02
Greedy InfoMax
Take any conventional neural network architecture. With Greedy InfoMax, we want to train it without end-to-end backpropagation. In order to do so, we remove the global loss, divide the network into separate modules (e.g. individual layers or stacks of layers) and use a separate local loss for the training of each module. Then, we block gradients from flowing in between these modules. This enforces that each module greedily optimizes its own local objective.
But how do we make sure that modules provide meaningful inputs to one another – even though they do not share gradients?
Contrastive Learning
Our magic trick is called contrastive learning. Recently, several papers successfully applied variants of this method
in combination with end-to-end backpropagation to different tasks and domains. Have a look, for example, at
Deep InfoMax by
Hjelm et al. (2019),
Contrastive Predictive Coding by
van den Oord et al. (2018),
Contrastive Multiview Coding by
Tian et al. (2019),
Contrastively-trained Structured World Models by
Kipf et al. (2019)
and Multi-View Information Bottleneck by
Federici et al. (2020).
In Greedy InfoMax, we contrast information from different time-steps. To understand the idea behind this variant of contrastive learning, imagine we are given a short speech sample:
Now consider two small patches from this sample, "cats" and "awe" for example. These speech patches share a lot of information with one another. For example, the identity of the speaker, the emotion that is being expressed, and (if we select patches of a smaller time-scale) also the words and phonemes that are being said. All this shared information – speaker identity, emotions, words – could potentially be helpful if we can extract it with a neural network. Thus, our goal is to train a neural network in such a way that it learns to preserve this information that is shared between temporally nearby patches.
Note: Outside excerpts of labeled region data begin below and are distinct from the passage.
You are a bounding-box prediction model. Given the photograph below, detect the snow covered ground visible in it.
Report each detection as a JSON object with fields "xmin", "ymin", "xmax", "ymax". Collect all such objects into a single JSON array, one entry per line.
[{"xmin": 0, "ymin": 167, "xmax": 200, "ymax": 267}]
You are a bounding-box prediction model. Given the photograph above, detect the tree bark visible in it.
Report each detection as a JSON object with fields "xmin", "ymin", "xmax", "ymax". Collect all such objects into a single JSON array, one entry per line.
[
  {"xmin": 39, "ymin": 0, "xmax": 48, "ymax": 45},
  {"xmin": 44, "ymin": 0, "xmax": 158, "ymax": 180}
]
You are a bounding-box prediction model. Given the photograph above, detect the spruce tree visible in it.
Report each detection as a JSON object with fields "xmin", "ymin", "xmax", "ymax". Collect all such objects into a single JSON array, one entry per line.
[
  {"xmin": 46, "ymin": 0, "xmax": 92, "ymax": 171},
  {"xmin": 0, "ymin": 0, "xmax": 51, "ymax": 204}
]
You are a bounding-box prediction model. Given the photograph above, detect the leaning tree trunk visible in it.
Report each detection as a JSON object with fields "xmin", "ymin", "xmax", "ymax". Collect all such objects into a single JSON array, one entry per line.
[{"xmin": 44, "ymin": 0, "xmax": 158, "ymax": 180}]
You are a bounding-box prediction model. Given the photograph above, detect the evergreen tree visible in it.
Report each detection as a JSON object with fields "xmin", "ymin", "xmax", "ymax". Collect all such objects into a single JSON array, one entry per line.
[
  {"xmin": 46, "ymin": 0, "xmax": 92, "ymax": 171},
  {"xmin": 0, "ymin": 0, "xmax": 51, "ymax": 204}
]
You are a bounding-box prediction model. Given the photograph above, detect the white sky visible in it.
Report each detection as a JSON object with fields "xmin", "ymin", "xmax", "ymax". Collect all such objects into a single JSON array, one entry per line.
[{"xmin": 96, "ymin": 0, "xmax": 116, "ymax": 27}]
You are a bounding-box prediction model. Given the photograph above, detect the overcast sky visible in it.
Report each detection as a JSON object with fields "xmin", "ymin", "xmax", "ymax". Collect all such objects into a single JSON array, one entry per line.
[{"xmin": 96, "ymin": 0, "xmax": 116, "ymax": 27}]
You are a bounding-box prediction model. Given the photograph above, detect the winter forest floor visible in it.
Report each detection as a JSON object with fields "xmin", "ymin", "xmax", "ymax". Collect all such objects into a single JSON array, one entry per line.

For this, we use the InfoNCE objective developed by
van den Oord et al. (2018). Essentially, this objective pairs the representations of temporally nearby patches
\((z_t, z_{t+k})\), termed the positive sample, and contrasts them against random pairs
\((z_t, z_j)\), termed negative samples. Thus, the positive sample could correspond to the patches "cats" and "awe" from above and the negative sample could correspond to the patch "cats" paired with any other patch that we can sample from our dataset. "Contrasting" in this setting means that the neural network has to learn to differentiate between these two types of samples, i.e. to classify them correctly.
How does this contrasting help us to train a neural network without end-to-end backpropagation?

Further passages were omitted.